Star olarak yaşadığımız sanal bir hayat
Hakkında, "Daha fazla para istiyor" demeci verildikten sonra neden
"Hayır bu böyle değil!" demedin?
Hakkımda o kadar fazla haber çıktı ki! Her gün 10 farklı haber...
Bense yatakta yatıyordum, hiçbirine cevap verecek gücüm yoktu.
Bir diziyi bırakıp gitmek, bir oyuncu için kötü bir şöhret değil
mi?
- Hem de nasıl. Ben de mecbur kalmasam asla yapmazdım. Bir de
sadece dört bölüm kalmıştı. Fakat dört bölümü bile oynayabilecek
durumum yoktu. O kadar fenaydım. Yoksa üç senedir dayanmışım, dört
bölüm daha dayanırdım. Ama yapamadım işte.
Burada, Berlin’de nasıl bir kadınsın?
- Artık Hürrem değilim, tekrar benim, eski Meryem. Hürrem’le
vedalaşmam lazımdı. Vedalaştım. Hâlâ aynaya bakıp Hürrem’i görmek
olmazdı. O yüzden fiziğimi de değiştirdim.
Hayatın boyunca seni en etkileyen rol müydü Hürrem?
- Kesinlikle.
Almanya’da yaşamakla Türkiye’de yaşamak arasında ne fark
varmış?
- Burası benim evim. Arkadaşlarım, ailem... Bu şehrin sokaklarını
avucumun içi gibi biliyorum, kendimi iyi hissediyorum.
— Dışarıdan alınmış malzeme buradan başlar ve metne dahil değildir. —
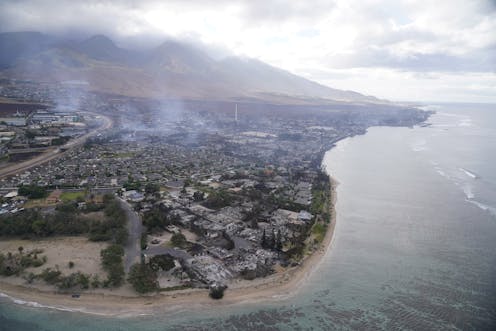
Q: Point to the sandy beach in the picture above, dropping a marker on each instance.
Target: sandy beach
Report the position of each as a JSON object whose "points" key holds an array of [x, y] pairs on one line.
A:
{"points": [[123, 302]]}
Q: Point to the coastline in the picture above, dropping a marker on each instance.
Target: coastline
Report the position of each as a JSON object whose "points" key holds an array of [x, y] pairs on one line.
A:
{"points": [[275, 287]]}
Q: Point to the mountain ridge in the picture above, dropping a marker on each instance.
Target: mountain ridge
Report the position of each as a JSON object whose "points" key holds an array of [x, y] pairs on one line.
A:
{"points": [[172, 70]]}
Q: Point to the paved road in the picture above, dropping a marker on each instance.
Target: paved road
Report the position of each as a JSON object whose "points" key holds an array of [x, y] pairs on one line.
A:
{"points": [[54, 153], [133, 245]]}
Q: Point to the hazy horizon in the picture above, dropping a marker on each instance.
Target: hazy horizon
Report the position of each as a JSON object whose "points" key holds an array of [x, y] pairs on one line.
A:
{"points": [[400, 51]]}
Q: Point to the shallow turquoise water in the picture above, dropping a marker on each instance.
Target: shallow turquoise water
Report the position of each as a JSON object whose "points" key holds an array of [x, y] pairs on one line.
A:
{"points": [[414, 245]]}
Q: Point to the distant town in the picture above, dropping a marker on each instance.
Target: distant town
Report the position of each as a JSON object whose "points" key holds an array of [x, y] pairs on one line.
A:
{"points": [[209, 195]]}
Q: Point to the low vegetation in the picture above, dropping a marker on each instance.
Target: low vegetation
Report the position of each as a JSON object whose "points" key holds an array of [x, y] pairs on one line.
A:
{"points": [[143, 278], [112, 262], [69, 219]]}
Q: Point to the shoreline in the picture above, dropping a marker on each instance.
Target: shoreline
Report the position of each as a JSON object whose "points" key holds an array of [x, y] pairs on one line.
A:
{"points": [[275, 287]]}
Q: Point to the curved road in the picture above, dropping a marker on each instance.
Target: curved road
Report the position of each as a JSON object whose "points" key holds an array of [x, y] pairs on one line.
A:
{"points": [[53, 154], [134, 226]]}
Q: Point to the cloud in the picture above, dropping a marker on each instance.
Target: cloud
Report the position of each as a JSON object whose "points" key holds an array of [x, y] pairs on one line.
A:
{"points": [[418, 37]]}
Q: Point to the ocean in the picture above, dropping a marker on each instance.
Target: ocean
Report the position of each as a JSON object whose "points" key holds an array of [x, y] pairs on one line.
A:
{"points": [[414, 246]]}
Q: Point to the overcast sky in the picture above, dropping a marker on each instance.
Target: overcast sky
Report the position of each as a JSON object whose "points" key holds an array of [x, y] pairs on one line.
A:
{"points": [[442, 50]]}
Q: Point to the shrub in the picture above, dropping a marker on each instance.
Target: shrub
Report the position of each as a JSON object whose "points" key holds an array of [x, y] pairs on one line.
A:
{"points": [[143, 278]]}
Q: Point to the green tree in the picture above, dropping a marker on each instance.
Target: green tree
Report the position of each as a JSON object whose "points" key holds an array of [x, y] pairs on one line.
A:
{"points": [[143, 278]]}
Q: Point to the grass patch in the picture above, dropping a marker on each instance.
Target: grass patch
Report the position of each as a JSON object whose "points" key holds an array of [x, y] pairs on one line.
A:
{"points": [[319, 231], [36, 203], [73, 196]]}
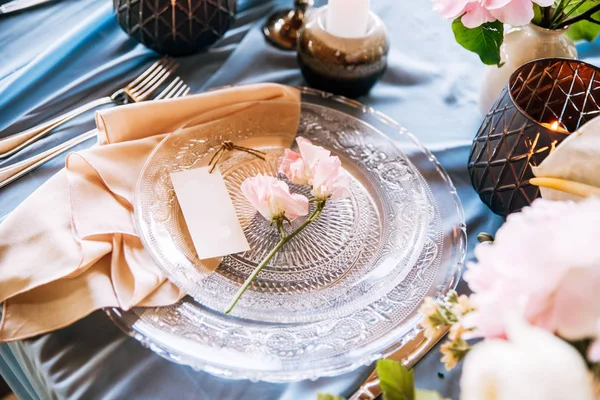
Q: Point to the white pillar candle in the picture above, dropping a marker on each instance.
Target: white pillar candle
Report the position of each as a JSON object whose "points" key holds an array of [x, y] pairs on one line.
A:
{"points": [[347, 18]]}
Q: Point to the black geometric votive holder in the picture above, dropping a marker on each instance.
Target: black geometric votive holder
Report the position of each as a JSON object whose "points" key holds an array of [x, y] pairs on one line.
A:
{"points": [[544, 101]]}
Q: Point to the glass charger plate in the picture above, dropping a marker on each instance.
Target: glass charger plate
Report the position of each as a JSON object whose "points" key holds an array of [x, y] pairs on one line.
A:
{"points": [[403, 210]]}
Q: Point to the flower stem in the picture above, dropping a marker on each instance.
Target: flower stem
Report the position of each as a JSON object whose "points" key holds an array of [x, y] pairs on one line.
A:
{"points": [[284, 239], [587, 15]]}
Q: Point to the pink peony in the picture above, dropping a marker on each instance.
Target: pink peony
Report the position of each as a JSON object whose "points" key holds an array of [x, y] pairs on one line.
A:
{"points": [[316, 166], [272, 198], [477, 12], [292, 165], [330, 180], [544, 266]]}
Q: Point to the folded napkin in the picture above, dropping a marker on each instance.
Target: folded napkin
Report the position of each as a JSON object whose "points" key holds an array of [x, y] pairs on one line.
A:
{"points": [[72, 247], [571, 172]]}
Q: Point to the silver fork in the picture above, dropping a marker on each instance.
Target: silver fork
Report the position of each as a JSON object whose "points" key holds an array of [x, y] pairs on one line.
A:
{"points": [[137, 90], [11, 173]]}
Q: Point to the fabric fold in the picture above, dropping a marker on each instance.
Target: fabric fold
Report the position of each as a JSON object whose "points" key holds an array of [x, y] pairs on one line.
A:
{"points": [[72, 247]]}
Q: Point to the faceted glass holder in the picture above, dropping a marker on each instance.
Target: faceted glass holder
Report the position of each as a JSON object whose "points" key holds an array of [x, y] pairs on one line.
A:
{"points": [[543, 102]]}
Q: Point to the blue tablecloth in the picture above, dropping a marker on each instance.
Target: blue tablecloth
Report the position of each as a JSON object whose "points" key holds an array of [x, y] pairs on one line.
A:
{"points": [[59, 55]]}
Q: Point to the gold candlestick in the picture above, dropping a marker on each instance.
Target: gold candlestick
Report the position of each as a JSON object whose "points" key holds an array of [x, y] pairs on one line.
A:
{"points": [[281, 29]]}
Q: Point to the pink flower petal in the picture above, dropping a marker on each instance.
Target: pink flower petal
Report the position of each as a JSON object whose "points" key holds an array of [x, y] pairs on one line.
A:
{"points": [[475, 15]]}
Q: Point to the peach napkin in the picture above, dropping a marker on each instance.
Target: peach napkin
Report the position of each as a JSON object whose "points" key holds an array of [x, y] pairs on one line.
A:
{"points": [[72, 247], [571, 171]]}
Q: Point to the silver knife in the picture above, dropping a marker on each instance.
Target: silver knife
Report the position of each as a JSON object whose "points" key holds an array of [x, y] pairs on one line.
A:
{"points": [[408, 355], [17, 5]]}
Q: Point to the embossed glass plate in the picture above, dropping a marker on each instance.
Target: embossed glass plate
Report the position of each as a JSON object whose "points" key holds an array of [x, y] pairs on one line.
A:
{"points": [[305, 319]]}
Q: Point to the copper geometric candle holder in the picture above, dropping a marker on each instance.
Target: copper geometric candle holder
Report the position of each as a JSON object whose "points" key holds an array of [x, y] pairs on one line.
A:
{"points": [[543, 102]]}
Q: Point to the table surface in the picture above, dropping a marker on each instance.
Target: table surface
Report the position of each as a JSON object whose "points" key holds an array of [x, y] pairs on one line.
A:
{"points": [[57, 56]]}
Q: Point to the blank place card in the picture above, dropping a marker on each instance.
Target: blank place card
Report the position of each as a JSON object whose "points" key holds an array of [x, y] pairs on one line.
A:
{"points": [[209, 213]]}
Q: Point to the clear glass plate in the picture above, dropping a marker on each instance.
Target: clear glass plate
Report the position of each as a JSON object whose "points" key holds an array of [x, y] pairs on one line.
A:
{"points": [[350, 300]]}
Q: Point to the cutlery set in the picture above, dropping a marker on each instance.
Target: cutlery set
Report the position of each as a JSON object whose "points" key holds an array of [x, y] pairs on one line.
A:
{"points": [[140, 89]]}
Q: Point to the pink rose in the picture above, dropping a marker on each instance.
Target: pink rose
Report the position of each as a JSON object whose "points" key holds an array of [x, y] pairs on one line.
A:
{"points": [[316, 166], [477, 12], [543, 266], [292, 165], [272, 198]]}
Burada ünlü
değilim, herhangi biriyim. Bunun da rahatlığı var. Star da değilim.
Özgür, 31 yaşında, altı ay sonra anne olacak bir kadınım.
HAMİLELİKTE HUZUR İSTİYORUM
Almanya’daki insanlar senin Türkiye’de bu kadar popüler olduğunu
biliyorlar mı?
- Hayır. Bir dizide oynadığımı biliyor bir kısmı, hatta bazılarına
“DVD’sini gösteririm” dedim ama hep erteledim. Tekrar gerçek bir
hayat yaşıyorum. Star olarak yaşadığımız hayat sanal aslında…
Yalnız bir anne olmanın ne kadar zor olduğunun farkında mısın?
- Evet. Bazen korkuyorum. Benim için de en kolayı kürtaj yaptırmak
olurdu. Ama yaşayacağım güzel şeyler, her şeye değecektir. Benim de
karşıma ileride anlaşabileceğim birileri çıkar herhalde.
Nerede yetiştirmek istiyorsun çocuğunu?
- Hayat felsefemiz, inancımız, bakış açımız Can’la aynı olsaydı,
çocuk için Türkiye’ye bile yerleşirdim. Ama öyle olmadığı için
muhtemelen Almanya’da yaşayacağım. ‘Muhteşem’den kazandığım paraya
Berlin’de minik bir daire almıştım, hamile olduğumu öğrenince,
biraz daha büyük bir dairede karar kıldım. Bu röportajdan sonra
hakkımda bir sürü haber çıkacaktır ama ben hiçbir şey demeyeceğim.
Çünkü huzurlu bir hamilelik geçirmek istiyorum. Her habere karşılık
veremem. Ben gerçeği biliyorum, Allah da biliyor, bu da bana
yeterli. Bir sürü negatif enerjiyle, bebeğimi yeterince gerdim.
Daha fazla negatif enerji vermek istemiyorum.
Belki bir gün bir araya gelebilir, barışabilirsiniz…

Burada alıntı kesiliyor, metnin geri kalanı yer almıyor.